In Scrum the units of work we described are our product backlog, each individual unit of work themselves are epic user stories and the relative estimates are story points.
In Scrum, when it comes to estimating sprint backlog tasks, you estimate in hours.
This estimate is not a promise however, it is a guide used to provide feedback as to the status of the sprint. At the end of each day, the developer updates that estimate.
They don’t simply subtract the number of hours they’ve spent working on the task, instead, they use their the insight and knowledge afforded them, having been working with the task in such close proximity, to provide a new high fidelity estimate.
Typically this estimate would be lower than the original given that they’ve spent time working on it, but it might not be. If they’ve started working on something we thought would be simple, but it turned out to be more than had been bargained for; they simply increase the estimate.
This is the iterative feedback loop at the heart of scrum and one of the tenants that makes it agile. Those daily, iterative estimates provide you with the indicators that things are either on track or not going as you had planned – they provide you with the opportunity to be agile and to react to the situation early.
The more you do something, the better your become at estimating how long it will take. Not least because you’ve done it before and so can build your experience into that estimate.

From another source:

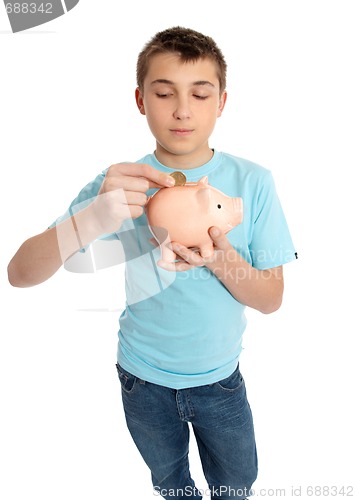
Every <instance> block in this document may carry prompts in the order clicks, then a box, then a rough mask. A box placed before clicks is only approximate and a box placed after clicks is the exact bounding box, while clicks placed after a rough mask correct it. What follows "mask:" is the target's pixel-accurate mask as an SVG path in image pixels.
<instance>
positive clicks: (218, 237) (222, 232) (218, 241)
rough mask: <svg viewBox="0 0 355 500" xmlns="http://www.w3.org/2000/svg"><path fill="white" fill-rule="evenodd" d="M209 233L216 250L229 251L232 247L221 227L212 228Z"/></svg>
mask: <svg viewBox="0 0 355 500" xmlns="http://www.w3.org/2000/svg"><path fill="white" fill-rule="evenodd" d="M208 232H209V235H210V237H211V239H212V241H213V243H214V245H215V247H216V248H218V249H220V250H228V249H229V248H230V247H231V244H230V243H229V240H228V238H227V236H226V235H225V234H224V232H223V231H222V230H221V229H220V228H219V227H217V226H212V227H210V229H209V231H208Z"/></svg>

What time do you get up in the morning and why? For most people, the time they get out of bed will be dictated by the time they need to arrive at their place of work or study.
Most people, more or less, make it to work on time each day – which means they did a good job of estimating how long it was going to take to get showered, dressed, have breakfast and travel to work. That’s because they do it nearly every day. Even with this practice in hand, however, sometimes things go wrong. It snows, the train’s delayed, you hit road works or maybe you just got too drunk the night before and slept through your alarm.
As a project progresses it is natural to see a better team alignment as it finds its rhythm and in turn for its estimation to become more accurate. Scrum takes advantage of this fact to give a more and more accurate view of the future the closer you get to crunch time, whilst factoring in unforeseen issues that can come out of the blue. In both cases it empowers you to take, early, corrective action.
There’s a great blog post from Dr Tom Crick, about the so-called Feynman Problem-Solving Algorithm which states:
Often when we write down a problem we presume to know the answer, but when it comes down to the nitty gritty we discover we perhaps didn’t know as much as we thought. Estimating tasks as a team forces us to think things through and collectively agree on a broad approach to a problem before we start.
Estimating can be a painful process and it is never more painful than when you don’t have enough data to base your estimate on. It’s at this point, that you should stop – step down the fidelity of the estimate, ask for more data and move on.
Once again we’re able to identify issues or unknowns early in the process, flag them and attempt to get them resolved before they become a blocker to the project delivery.
People have a penchant for fixed price projects because they’ve had too many experiences where projects have run over budget so horribly. You could argue that they ran over because the estimations upon which the budget was based were poor. Or you could accept that estimating is such a fallible tool, that to place a bet on the size of a project budget on initial estimates was foolish in the first place.
Software development isn’t about “ones and zeros” as often people like to say, it’s about human interaction with a system. And when humans are involved infinite variables are suddenly introduced that need to be continually accounted for.
The truth is that whilst estimating is a valuable tool, it has to be applied in the right manner at the right time. Crucially it should be treated as an iterative process that is continually revisited to increase it’s fidelity in line with the available data.
Estimating is a science. And science is iterative.